Un día, José volvió a media mañana
porque se había olvidado algo y la encontró haciendo el pino, con el cuerpo
colocado verticalmente con los pies hacia arriba y apoyando las manos en el
suelo. Debía de llevar un rato en esa posición, porque tenía la cara algo roja
y se le marcaban las venas en la frente.
–Vaya, vaya, conque haciendo el
pino, ¿eh?

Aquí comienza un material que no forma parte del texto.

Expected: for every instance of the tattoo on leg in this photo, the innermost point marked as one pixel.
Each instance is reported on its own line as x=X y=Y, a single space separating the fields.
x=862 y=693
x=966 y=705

Tienes la cara como un tomate –le comentó mecánicamente, pues sabía
que ni ella le entendería ni él entendería cualquier respuesta.
–Claro, cariño. Hago el pino todos
los días diez minutos. Es muy bueno para la salud.
Se quedaron ambos paralizados. ¡Se
estaban entendiendo! Ella se puso de pie, lo miró y exclamó:
–Pfgtersh kancht krujfo psntre akruf
tchops.
La mente cartesiana de José
inmediatamente ató cabos. La puso de nuevo a hacer el pino:
–¿Me entiendes ahora, cariño?
–Perfectamente, ¡qué gozada! ¿Cómo
es posible esto?
Algún cortocircuito se producía en
el cerebro de Andrea que sólo parecía arreglarse cuando estaba en posición
invertida. José, experto en proyectos de ingeniería, pronto diseñó un bastidor
metálico sobre el que colocaba a Andrea, la sujetaba firmemente con arneses en
las piernas, la cintura, el torso y los hombros y, mediante un motor accionado
por una batería eléctrica, la giraba a voluntad, dándole la vuelta. Cuando ella
estaba en posición normal, no había quien la entendiera; cuando le daba la
vuelta, hablaba un perfecto castellano. El ingenioso José colocó el bastidor
sobre unas ruedas que, accionadas por otro motor eléctrico, le permitía llevarla
a pasear y conversar a placer. Cuando ella estaba muy colorada, le daba al
botoncito, el bastidor giraba 180 grados, la enderezaba y ella podía descansar,
aunque ya no podían hablar. Se hicieron muy populares en sus paseos, y pronto
les seguía una cohorte de varones muy interesados en ver cuando le daba la
vuelta para colocarla boca abajo, especialmente si Andrea llevaba falda.
Un buen día, el motor se estropeó y,
mientras se lo reparaban, José colocó provisionalmente otro, de un volquete de
obras, que la empresa le prestó. No contó con que la potencia era desmesurada
para los fines propuestos, por lo que el bastidor empezó a dar vueltas descontroladamente
a toda velocidad sin poder detenerlo; los arneses cedieron, Andrea salió
despedida y la pobre fue a empotrarse contra el escaparate del estanco, de
donde la rescataron con un paquete de Marlboro entre los dientes.
A
veces la gente ve a Andrea salir del supermercado y a José ofreciéndose a
llevarle las bolsas. Ella contesta con un escueto:
–Jkrtik schropf tchpit kjatch!
José no sabe lo que significa, pero
cree que se refiere a su madre (la de él).